Lecture nationale d'un marché mondial en mutation
L'Agence internationale de l'énergie (AIE) confirme que la reprise de la demande de pétrole est "en cours" après un point bas observé en mai, tout en modérant l'optimisme : la tendance est nette mais fragile, soumise aux aléas géopolitiques. Dans son dernier rapport mensuel publié vendredi, l'organisation revoit légèrement à la hausse sa prévision pour 2026 — une variation qui peut peser sur les cours et, indirectement, sur les coûts pour les consommateurs et les industriels français.
Chiffres clés et sens pour la France
Sur le plan quantitatif, l'AIE a mesuré une offre mondiale de 98,8 millions de barils par jour en juin et table sur une moyenne de 102,6 mb/j pour 2026, tout en précisant que cette projection reste conditionnée à « une désescalade rapide des nouvelles hostilités ». Par comparaison, la production mondiale demeure d'environ 9,4 mb/j inférieure aux niveaux d'avant la guerre au Moyen‑Orient. Ces écarts expliquent la volatilité des prix qui se répercute sur les coûts de carburant, le raffinage et potentiellement sur les marges des secteurs intensifs en énergie en France.
Stocks et flux : une image contrastée
Les variations de stocks donnent un indice sur l'équilibre offre‑demande : les stocks mondiaux ont augmenté en juin de 21 millions de barils, une première hausse depuis le déclenchement du conflit fin février, principalement liée à l'accumulation de pétrole en transit maritime.

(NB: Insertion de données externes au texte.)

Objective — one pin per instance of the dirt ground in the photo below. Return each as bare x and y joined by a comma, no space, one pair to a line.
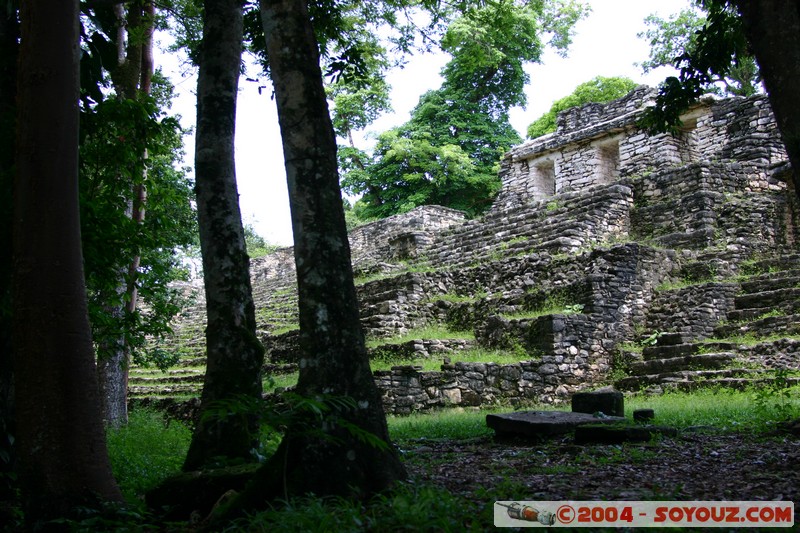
695,465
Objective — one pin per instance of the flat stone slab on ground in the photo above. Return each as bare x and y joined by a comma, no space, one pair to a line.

Mais cette hausse masque des mouvements opposés selon les régions :
- Stocks OCDE : baisse continue, -62 millions de barils en juin.
- Stocks hors OCDE : contraction de 37 millions de barils en juin, tirée par la Chine.
- Chine : prélèvement important de 41 millions de barils sur ses stocks terrestres, alors que ses importations restent à des niveaux historiquement bas.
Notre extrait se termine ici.